Looking at the axioms, they certainly look rather unwieldy, but you could say the same about lots of other mathematical objects which are quite well studied.

What, then, happened to bornological spaces and uniform spaces?

Does anyone still do work in this area? Has it been subsumed by some other topic? This mystery haunts me.
Thanks in advance! ^_^
 A: When I first read your question, it seemed to me that uniform spaces were much more used than bornological spaces. But as I frequently use uniform spaces in my own research, I thought that my opinion might be biased and I looked for more measurable criteria.

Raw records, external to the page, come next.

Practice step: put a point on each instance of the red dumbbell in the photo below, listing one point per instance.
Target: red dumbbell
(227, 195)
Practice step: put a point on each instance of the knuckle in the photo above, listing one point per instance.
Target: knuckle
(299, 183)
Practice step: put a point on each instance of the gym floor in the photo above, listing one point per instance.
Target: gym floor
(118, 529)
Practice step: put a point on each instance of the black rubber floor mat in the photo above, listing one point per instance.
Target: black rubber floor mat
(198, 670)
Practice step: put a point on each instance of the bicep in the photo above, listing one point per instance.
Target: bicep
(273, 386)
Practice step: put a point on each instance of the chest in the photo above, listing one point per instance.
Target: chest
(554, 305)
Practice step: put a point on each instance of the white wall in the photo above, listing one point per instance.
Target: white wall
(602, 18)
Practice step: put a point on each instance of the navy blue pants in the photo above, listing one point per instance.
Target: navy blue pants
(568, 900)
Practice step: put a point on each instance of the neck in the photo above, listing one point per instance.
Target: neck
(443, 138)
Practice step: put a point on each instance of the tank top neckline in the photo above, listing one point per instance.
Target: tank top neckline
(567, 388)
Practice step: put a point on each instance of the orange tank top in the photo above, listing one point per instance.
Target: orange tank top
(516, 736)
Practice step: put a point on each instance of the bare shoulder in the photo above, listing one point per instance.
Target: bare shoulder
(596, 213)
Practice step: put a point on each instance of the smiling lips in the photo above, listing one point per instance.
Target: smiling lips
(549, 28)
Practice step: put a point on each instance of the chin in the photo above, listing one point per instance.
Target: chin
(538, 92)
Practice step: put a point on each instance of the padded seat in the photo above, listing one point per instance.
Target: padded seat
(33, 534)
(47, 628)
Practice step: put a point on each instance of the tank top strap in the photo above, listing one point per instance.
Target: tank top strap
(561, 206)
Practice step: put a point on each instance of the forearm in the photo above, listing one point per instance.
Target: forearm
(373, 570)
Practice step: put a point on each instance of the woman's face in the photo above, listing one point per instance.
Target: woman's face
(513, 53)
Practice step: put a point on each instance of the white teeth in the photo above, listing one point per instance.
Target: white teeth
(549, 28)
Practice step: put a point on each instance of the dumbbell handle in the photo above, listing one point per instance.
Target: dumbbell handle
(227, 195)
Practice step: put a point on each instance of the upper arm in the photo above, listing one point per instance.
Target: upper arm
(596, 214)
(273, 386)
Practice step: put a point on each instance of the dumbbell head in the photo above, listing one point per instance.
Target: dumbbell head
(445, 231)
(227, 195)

(1) It turns out that both topics have their specific entry in the
MSC2020-Mathematics Subject Classification System:
46A08 Barrelled spaces, bornological spaces,
54E15 Uniform structures and generalizations.
A rough research on MathSciNet for these codes (since 2000) gives 43 entries for 46A08 and 229 entries for 54E15.
(2) A keyword research on MSE gives 316 results for "uniform space" but only 8 results for "bornological space". (the "_" are important: if you omit them and just look for uniform space, you get 8,297 results)
(3) The same research on Mathoverflow gives 98 results for "uniform space"
but only 6 results for "bornological space".
Also note there is a tag uniform-spaces
on both MSE and Mathoverflow but no tag for "bornological-spaces".
All of this seem to confirm my original feeling.